Isidoro, protagonista y narrador en el libro, dice sobre su trabajo: “hasta hace poco regenteaba el garito propiedad de don Francisco de Robles, librero del rey y hombre de muchos y variados negocios… y además me sacaba unos extras corrigiendo pruebas de imprenta y redactando gacetillas…”

Como buen conocedor de su oficio, afirma: “Me gusta el olor del papel y de la tinta, ácido y dulce, el aroma que expele un libro nuevo al hojearlo. Por eso no deja de asombrarme que proceda de una cueva como son la mayoría de las imprentas”.

La novela está ambientada en el Madrid del Siglo de Oro. Una época donde se escribe, se lee y se bebe en los bodegones.
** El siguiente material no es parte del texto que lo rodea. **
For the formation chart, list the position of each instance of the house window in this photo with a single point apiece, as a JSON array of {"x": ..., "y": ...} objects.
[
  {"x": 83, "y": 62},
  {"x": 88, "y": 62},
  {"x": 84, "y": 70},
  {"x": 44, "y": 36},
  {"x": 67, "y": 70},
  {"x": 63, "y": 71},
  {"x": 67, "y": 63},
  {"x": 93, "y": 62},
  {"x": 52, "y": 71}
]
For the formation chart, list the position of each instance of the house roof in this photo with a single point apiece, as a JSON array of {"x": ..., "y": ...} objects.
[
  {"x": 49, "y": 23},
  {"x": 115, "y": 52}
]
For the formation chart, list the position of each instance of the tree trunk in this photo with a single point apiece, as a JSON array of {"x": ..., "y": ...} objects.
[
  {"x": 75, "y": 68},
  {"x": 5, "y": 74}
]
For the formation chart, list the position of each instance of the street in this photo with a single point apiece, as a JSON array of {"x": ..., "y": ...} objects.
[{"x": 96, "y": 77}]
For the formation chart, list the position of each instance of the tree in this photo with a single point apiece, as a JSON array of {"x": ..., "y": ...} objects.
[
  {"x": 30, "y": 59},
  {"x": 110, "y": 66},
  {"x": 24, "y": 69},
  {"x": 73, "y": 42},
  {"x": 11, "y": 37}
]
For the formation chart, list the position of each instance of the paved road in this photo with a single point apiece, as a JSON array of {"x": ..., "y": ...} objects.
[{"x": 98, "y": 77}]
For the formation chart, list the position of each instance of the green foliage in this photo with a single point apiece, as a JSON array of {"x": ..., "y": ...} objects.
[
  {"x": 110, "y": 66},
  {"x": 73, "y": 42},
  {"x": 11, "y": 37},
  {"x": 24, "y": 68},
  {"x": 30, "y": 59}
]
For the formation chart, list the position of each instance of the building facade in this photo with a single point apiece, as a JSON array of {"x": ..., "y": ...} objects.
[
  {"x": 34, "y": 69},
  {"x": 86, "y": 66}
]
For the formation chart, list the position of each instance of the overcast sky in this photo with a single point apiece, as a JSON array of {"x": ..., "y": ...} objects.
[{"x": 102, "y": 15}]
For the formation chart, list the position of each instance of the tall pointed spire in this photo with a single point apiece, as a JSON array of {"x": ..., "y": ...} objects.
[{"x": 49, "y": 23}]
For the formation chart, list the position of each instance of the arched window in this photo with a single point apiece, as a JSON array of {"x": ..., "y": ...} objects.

Discutiendo en la mesa de un bar sobre los errores de la primera parte de El Quijote, Don José de Valdivielso, capellán del arzobispo de Toledo argumenta:

“Una pequeña distracción (…) Pienso que Don Miguel cambió de sitio los capítulos que tratan de la historia de Crisóstomo y Marcela, no sé si se acuerdan ustedes, una historia bien triste, y al hacerlo alteró el hilo narrativo anterior y causó el problema del rucio”.

Y explica: “Un lapsus razonable que, por otra parte, a lo mejor no hay que achacar al autor. (…) El impresor también puede tener responsabilidad en eso".

La trama va desnudando la verdad del asunto: el libro cuenta con un editor falso, con una licencia de impresión falsa, y hasta con un autor falso. “Los libreros son gentuza de la peor calaña que viven de exprimir a los escritores, de engañarlos, cualquier cosa que les pase les está bien empleado”, reflexiona.

Posteriormente, Isidoro sostiene con Lope de Vega el siguiente diálogo:

-Tengo entendido que a usted le disgusta que otros editen sus obras en su nombre.

-Creo que es asunto distinto. En mi caso un editor sin escrúpulos edita con mi nombre obras teóricamente mías pero que han sido tan alteradas que apenas conservan cuatro versos del original. Y además niega mi derecho a cobrar por ello.

-¿No cobra nada como autor?

-Nada. En cuanto se vende una obra a un comediante pasa a ser de su propiedad, y él la puede alterar, copiar, vender o hasta quemar si ése es su gusto. Al final las venden a los libreros y éstos las editan como les viene en gana.